Que no nos quieran engañar. Lo que se está haciendo en Cataluña es intentar borrar todo lo que huela a español digan lo que digan estos dos carrozas progres y si no juzguen: no se pudo ver en la calle la final del Campeonato del Mundo prohibido por el Alcalde; se acuerda en el Ayuntamiento de Barcelona, con los votos del PSOE, que no se de un homenaje a la selección española; se ha aprobado por el Ayuntamiento multar a los taxistas que llevan una bandera de España desde el día de la Final; no se ven la bandera nacional en ningún sitio; no se puede estudiar ni rotular las tiendas en castellano, mientras se permite hacerlo en inglés y en árabe; se pasan por el arco del triunfo la sentencia de Tribunal Constitucional sobre el Estatuto Catalán pero recurren varias leyes al mismo Tribunal, y ahora prohíben los toros. Vuelven a utilizar la fregona cultural para limpiar cualquier elemento que huela a español sean los toros, las banderas españolas en los taxis o la literatura española en los colegios. Detrás de todo ello hay una operación política para demostrar que Cataluña no es España. Si en toda España hay toros y en Cataluña no, está claro que Cataluña no es España. Silogismo que podrían aplicar para justificar su independentismo.

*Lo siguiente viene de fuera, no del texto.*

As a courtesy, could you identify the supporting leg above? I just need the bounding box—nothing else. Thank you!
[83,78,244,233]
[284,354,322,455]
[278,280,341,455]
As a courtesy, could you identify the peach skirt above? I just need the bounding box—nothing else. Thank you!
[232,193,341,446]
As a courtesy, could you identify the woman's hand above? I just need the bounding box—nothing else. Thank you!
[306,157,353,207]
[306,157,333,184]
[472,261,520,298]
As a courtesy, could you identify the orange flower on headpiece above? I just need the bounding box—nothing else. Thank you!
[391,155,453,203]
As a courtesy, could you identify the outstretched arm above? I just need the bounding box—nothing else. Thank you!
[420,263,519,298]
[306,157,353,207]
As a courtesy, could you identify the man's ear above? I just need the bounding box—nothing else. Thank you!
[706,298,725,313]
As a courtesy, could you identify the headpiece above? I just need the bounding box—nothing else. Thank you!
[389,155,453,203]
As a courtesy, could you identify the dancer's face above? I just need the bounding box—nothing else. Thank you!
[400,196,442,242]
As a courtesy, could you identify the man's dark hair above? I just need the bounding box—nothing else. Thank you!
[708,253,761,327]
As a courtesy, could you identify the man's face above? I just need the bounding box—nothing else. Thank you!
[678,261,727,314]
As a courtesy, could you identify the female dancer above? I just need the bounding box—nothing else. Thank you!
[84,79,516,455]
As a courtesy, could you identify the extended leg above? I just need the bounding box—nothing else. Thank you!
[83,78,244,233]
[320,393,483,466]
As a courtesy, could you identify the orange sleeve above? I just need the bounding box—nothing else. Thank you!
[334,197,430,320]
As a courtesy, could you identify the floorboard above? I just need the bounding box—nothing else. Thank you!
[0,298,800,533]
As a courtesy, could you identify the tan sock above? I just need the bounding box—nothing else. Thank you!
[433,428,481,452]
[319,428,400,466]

Mientras dos cantamañanas como Jorge Javier Vázquez y Pilar Eire dicen en televisión que no es un ataque a la españolidad de la fiesta sino prohibir la muerte de los pobres toros en las plazas. ¿Y la muerte de los miles de niños que no llegan a nacer? ¿Eso que es señores defensores de la vida de los toros? Los dos han defendido con la Carmele Merchante como abanderada, la libertad de la mujer para hacer con su cuerpo lo que quieran. ¡Qué barbaridad! Páginas y páginas en los periódicos hablando de la abolición de las corridas de toros pero muy pocas hablando del derecho de los seres humanos a nacer.

“Si el Mundo es así para el mundo que me apeo”.